Towards the end of last year the boards of Bangladesh, India, Pakistan
and Sri Lanka, who are staging the next World Cup, demanded their cheque for $100m - and, I understand, refused to allow anyone from the ICC to
attend their meeting which discussed how the money would be spent. The
last three countries, who staged the 1996 World Cup, have yet to submit
their accounts for it, let alone the profits as they said they would.
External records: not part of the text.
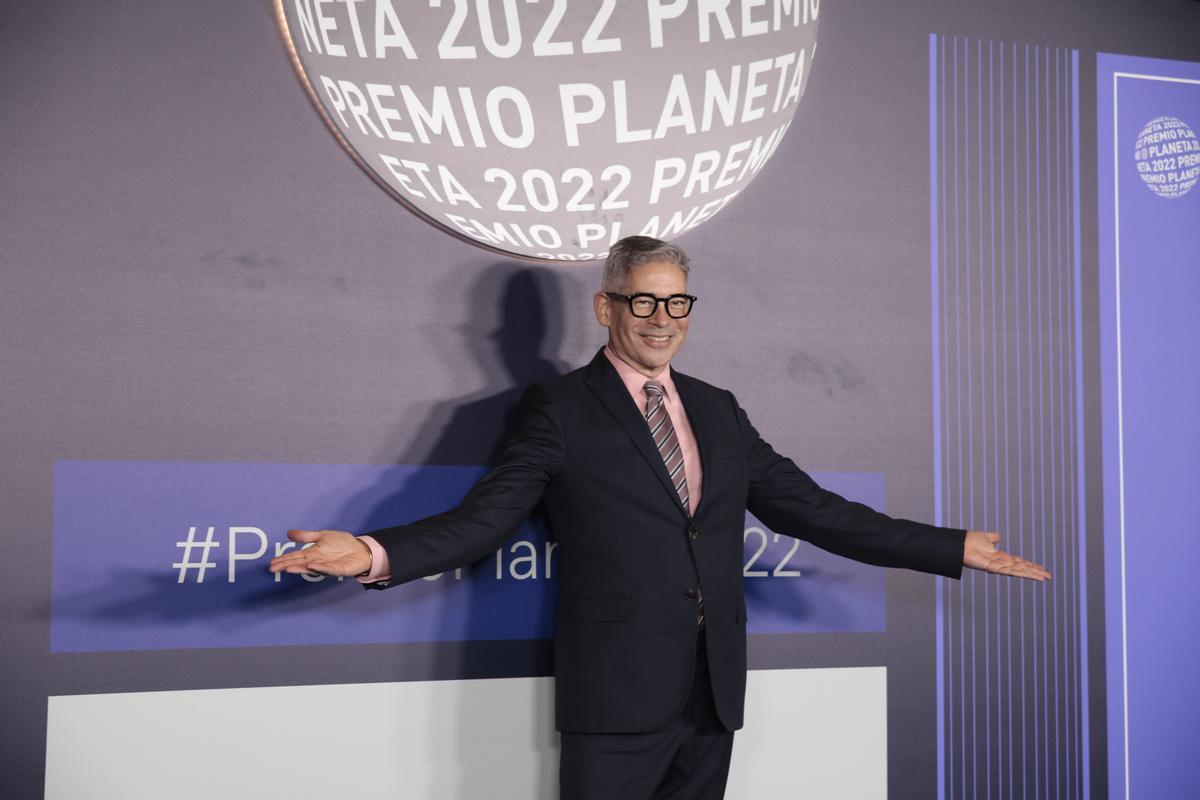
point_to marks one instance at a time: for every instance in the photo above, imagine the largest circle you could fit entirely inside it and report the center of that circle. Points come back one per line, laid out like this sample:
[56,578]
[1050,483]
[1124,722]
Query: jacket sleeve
[789,501]
[492,510]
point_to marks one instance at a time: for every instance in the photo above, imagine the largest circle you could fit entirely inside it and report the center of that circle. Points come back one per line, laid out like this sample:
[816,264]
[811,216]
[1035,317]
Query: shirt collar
[635,380]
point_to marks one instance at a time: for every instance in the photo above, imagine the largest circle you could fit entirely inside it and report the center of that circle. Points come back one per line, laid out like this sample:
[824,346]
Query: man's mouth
[657,338]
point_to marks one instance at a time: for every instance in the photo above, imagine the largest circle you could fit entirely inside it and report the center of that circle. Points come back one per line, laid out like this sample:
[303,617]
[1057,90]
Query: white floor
[810,733]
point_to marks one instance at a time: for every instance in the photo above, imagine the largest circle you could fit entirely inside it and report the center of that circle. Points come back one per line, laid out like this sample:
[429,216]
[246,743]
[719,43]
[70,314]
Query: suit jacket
[630,559]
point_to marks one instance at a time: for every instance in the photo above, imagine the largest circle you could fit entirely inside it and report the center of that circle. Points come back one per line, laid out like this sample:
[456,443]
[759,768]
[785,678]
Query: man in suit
[646,475]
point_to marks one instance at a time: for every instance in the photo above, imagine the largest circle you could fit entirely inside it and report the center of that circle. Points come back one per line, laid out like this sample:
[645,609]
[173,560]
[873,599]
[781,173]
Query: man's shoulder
[695,385]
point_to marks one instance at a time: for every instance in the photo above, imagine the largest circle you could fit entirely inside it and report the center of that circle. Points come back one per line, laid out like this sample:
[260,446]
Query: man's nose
[660,316]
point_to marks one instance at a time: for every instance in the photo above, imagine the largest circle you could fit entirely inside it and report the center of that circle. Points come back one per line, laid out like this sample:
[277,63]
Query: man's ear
[603,307]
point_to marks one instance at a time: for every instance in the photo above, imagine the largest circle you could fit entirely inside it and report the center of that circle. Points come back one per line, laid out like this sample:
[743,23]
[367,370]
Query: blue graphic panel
[1150,280]
[173,554]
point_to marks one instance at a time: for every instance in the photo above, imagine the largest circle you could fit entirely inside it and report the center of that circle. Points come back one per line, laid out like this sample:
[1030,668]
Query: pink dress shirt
[634,382]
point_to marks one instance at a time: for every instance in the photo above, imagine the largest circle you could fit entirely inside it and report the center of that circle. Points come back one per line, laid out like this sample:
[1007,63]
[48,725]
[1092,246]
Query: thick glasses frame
[646,295]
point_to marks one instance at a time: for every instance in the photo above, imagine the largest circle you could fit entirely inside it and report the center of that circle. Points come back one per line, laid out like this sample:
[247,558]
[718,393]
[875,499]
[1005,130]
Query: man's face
[646,344]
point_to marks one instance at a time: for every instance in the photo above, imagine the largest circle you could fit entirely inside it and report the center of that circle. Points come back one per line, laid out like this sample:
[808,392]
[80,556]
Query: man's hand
[982,552]
[335,552]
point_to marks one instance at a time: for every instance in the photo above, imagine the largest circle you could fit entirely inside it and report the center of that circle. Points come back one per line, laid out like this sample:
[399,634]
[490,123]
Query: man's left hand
[982,552]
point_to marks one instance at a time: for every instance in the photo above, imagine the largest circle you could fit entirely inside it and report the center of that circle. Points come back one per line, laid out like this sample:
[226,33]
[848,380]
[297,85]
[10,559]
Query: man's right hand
[334,552]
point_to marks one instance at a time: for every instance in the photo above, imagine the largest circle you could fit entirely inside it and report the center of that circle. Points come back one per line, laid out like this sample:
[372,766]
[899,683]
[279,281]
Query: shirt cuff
[381,569]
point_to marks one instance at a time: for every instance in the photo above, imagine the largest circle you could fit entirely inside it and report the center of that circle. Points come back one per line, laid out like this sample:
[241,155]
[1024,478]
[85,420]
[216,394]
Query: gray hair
[635,251]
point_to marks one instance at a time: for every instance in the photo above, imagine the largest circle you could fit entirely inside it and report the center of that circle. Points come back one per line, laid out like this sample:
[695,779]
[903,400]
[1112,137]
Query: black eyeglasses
[643,305]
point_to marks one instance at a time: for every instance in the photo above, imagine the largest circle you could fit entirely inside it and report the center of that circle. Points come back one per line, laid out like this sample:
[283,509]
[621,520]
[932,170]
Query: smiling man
[647,475]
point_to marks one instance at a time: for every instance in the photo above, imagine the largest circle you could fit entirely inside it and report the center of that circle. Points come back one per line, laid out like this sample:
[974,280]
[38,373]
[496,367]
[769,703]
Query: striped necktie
[667,443]
[665,439]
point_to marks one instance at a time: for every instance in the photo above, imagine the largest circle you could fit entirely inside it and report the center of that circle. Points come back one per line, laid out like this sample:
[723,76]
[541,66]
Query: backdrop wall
[216,326]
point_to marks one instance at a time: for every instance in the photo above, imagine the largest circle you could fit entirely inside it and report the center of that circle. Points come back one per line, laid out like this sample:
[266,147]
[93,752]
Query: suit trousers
[688,759]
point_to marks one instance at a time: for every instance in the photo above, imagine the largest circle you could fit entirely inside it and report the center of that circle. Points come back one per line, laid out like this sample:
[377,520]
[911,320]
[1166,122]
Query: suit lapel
[607,386]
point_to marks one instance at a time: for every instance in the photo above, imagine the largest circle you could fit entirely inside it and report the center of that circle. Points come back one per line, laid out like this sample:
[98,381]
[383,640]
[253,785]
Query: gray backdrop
[193,270]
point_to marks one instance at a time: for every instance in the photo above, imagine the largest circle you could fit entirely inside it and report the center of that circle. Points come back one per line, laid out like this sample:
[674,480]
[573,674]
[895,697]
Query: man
[646,474]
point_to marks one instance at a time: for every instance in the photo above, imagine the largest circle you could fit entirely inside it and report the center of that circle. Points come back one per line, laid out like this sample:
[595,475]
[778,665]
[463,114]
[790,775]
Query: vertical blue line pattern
[1006,349]
[1084,744]
[936,342]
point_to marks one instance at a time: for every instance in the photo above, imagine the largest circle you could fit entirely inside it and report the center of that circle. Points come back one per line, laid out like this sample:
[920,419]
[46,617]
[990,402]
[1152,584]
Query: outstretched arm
[489,515]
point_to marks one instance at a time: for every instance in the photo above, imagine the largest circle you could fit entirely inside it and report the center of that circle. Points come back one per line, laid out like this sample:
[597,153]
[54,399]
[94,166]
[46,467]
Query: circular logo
[1168,156]
[549,131]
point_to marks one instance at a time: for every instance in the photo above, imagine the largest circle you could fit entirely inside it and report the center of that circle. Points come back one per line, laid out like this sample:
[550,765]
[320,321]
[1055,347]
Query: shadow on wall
[514,343]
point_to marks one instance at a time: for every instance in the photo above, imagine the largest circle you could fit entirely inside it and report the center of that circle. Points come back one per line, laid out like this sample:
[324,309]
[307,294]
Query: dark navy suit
[631,560]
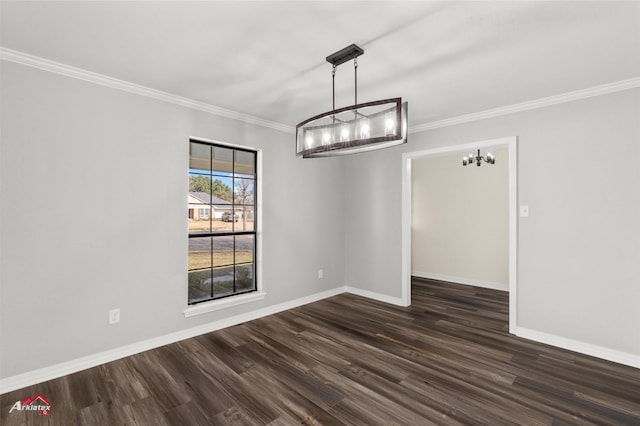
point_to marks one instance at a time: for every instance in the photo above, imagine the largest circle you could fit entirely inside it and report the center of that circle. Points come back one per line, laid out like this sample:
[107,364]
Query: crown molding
[114,83]
[604,89]
[103,80]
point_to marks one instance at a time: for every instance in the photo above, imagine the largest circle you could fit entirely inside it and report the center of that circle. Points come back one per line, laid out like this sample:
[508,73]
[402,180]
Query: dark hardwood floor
[447,359]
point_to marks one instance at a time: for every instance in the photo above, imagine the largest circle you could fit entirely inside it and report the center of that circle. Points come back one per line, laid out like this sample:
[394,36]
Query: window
[222,233]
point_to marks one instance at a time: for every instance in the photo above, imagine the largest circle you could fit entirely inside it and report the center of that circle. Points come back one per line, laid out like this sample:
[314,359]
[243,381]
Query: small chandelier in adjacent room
[478,159]
[355,128]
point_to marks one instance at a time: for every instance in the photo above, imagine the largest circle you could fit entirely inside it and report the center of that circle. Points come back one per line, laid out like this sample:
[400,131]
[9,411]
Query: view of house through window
[222,211]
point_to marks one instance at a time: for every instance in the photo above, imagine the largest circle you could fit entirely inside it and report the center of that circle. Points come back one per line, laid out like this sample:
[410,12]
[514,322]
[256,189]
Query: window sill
[216,305]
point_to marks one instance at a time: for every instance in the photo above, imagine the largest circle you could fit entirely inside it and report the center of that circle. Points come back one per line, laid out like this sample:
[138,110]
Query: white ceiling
[267,59]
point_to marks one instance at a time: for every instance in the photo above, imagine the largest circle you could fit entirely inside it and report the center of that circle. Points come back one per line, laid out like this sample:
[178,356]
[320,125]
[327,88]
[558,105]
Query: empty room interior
[345,213]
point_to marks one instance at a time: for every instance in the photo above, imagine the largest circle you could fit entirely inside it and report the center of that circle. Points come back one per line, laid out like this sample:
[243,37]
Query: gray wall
[93,202]
[578,252]
[460,219]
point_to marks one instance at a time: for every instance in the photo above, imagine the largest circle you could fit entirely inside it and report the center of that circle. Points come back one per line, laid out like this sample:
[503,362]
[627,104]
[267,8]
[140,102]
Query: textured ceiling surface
[267,59]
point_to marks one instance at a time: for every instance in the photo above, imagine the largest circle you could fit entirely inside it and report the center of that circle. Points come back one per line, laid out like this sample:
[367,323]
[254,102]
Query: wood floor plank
[446,360]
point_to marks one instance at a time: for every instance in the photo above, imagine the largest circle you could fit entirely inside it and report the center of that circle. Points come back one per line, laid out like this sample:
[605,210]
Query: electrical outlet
[114,316]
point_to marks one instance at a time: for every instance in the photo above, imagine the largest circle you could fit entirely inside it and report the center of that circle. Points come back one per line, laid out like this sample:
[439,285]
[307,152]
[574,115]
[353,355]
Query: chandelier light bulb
[364,130]
[344,133]
[326,137]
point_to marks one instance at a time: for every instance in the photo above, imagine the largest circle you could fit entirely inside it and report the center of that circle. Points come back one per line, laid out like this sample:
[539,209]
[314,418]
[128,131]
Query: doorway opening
[511,144]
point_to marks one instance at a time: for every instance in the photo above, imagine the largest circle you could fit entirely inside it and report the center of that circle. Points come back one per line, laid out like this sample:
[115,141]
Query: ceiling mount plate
[344,55]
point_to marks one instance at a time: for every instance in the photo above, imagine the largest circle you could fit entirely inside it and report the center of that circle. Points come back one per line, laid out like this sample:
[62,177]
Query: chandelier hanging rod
[355,128]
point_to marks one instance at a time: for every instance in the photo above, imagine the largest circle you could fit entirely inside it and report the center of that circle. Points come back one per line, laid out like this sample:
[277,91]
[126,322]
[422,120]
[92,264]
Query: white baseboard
[458,280]
[52,372]
[375,296]
[581,347]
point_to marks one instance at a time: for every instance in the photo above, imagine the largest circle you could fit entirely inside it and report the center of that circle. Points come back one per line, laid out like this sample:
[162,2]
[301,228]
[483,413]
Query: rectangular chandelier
[356,128]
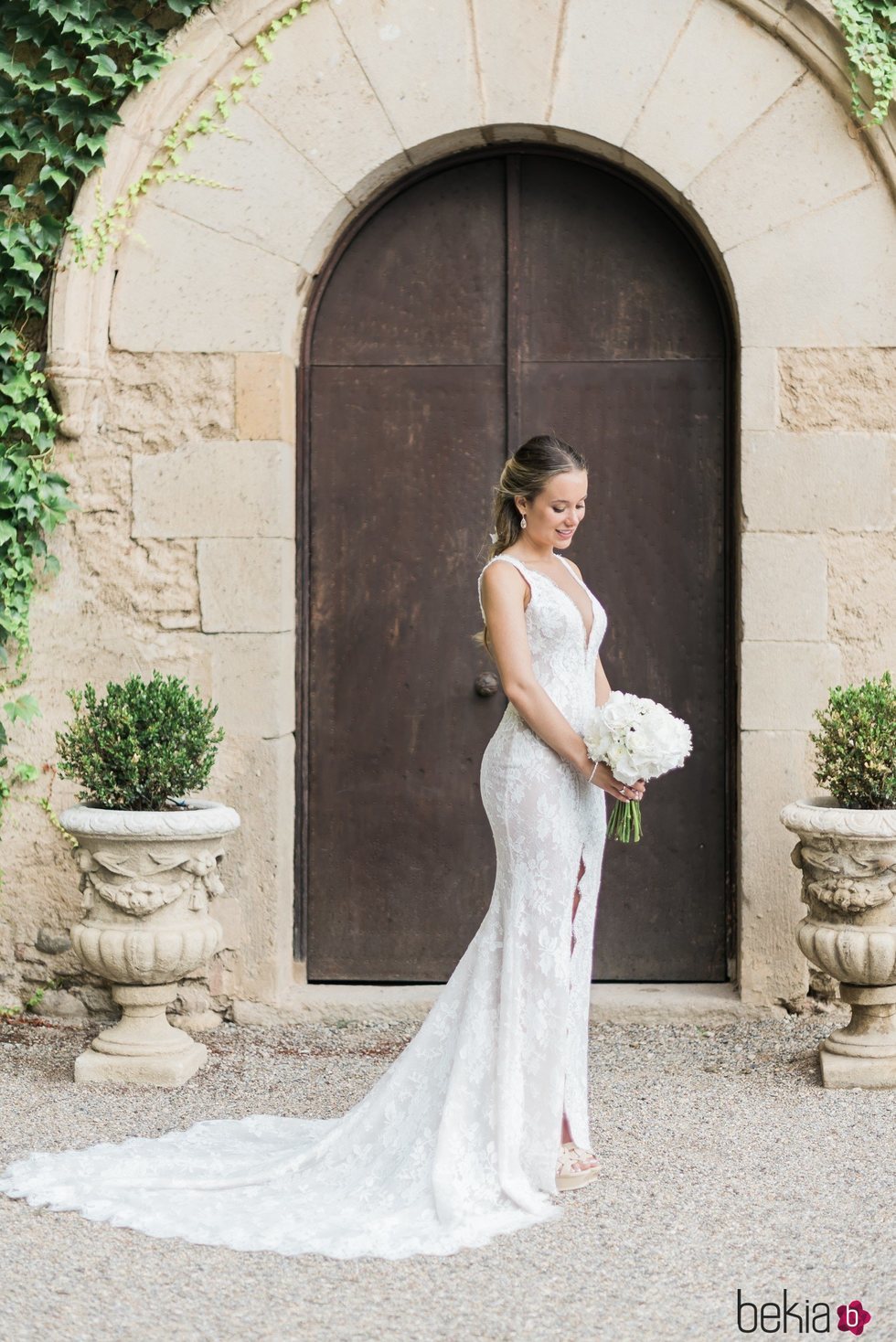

Sound administration is the difference between people switching on to
cricket - or off. A representative of the ICC should attend every country's
annual board meeting to find out how the money will be spent and that
country's future plans. As the game's governing body now stands, the head
does not know what the legs and arms are doing. Good governance would
introduce a chairman of the ICC - not just a consultant, who would have
no clout in Asia - and preferably with some cricket as well as business
experience to lend moral authority too. Then the ICC presidency can be
rotated among the committee men of national boards on the basis of
Buggins's or Bhagwat's turn, as an honorary role, without damage to the
sport.
Playing the leading role
More former cricketers need to administer if people are going to switch on
to cricket, and not just the 20-over game - and maybe the day will arrive
when it is not only cricket that they will administer. It is too quickly forgotten
that a Test-playing country has been at war for 25 years, since the civil war
began in Sri Lanka in 1983. Environments shape us all; and the combination
of man-made disaster (over 70,000 people have been killed, apart from all
the missing) and the tsunami of 2004 has had its effect. Sri Lanka's Test
cricketers have, collectively, a moral fibre I have not observed in any other
national sporting team.
Sir Ian Botham earned his knighthood for all the whole-hearted work he
has done in raising public awareness of, and money for, leukaemia: like Dr
Johnson, the most avowedly patriotic of Englishmen has been most un-
English in his lifestyle, all or nothing, never a shade of grey. Sri Lanka's
senior cricketers have gone even further. Muralitharan was funding the
Foundation of Goodness, to assist several villages on the south-west coast,
long before the tsunami struck. When it did, he and other senior players
drove relief lorries to all parts, including the war-torn east, their moral
authority allowing them safe passage.
As leading Sri Lankans in other walks of life have emigrated to avoid
the civil war and the all-pervasive corruption which comes with it, only their
cricketers remain as a group which represents, and is respected by, all of
the country's communities. It would be the greatest achievement yet of any
cricketers, by far, if they were able to play a part in the resolution of Sri
Lanka's civil war and the establishment of peace.